The first stop on our Mediterranean cruise was Kotor, Montenegro. Kotor is an old fortified medieval town founded in 5th century BC recognized as a UNESCO world heritage site. It’s tucked in the Bay of Kotor among mountains off the Adriatic Coast. Kotor is such a charming town, perfectly family-friendly with views to die for. We arrived early afternoon and departed later in the evening. With a big group, including several little ones, and limited time we knew we had to use our time wisely.
A family-friendly afternoon exploring Kotor, Montenegro
We walked past the boats docked in the bay, and through Old Town. We continued on leaving the old city walls toward one of the hiking trails toward Kotor Fort.
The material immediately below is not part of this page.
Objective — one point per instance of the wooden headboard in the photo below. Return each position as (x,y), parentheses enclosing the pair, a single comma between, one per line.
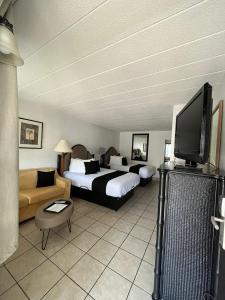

It was the height of the day, so the sun was strong and hot, but we wanted to do the hike first and spend any leftover time we had wandering the city. The trail was switchbacks all the way up with minimal shade, so we had to break often, but the views were worth it. We didn’t make it up to the fort itself, but that wasn’t the goal anyway. We took about an hour to hike up, and were a bit quicker coming down.
We brought all 5 little ones up with us, 4 of which were carried. They got the best deal! It wasn’t easy, especially in the heat, but it was such a rewarding hike. The views were gorgeous – the beautiful bay surrounded by mountains and speckled with red rooftops.
We were on the ‘easier’ path which was not as steep as the more advanced trail, but it was still a bit intense in the heat. My 6-year-old niece hiked the whole way herself, she did great. The path itself was rocky and dry dirt, and there were some loose stones you could slip on, but mostly it was a well-groomed trail. I’d recommend proper sneakers (tennis or hiking shoes) if you plan to hike it. An older gentleman lived up on the hill where we stopped. He offers beer and water for sale to hikers.
Back in old town we splashed in the huge fountain and refilled our waters. There were a whole bunch of adorable kittens in the square, and apparently residents look after Kotor’s infamous cat population. We grabbed gelato to reward ourselves (only 1 euro per scoop).
We split into groups, ate and meandered the stone shops and squares. You can get lost among the many narrow alleys, but that’s part of the charm and fun. We walked into the main square and were drawn toward the ornate Saint Nicholas Orthodox Church. If you turn around, you’ll notice a small but somehow equally captivating Saint Luka’s Church. Kotor was such a cool little medieval town; it definitely exceeded my expectations.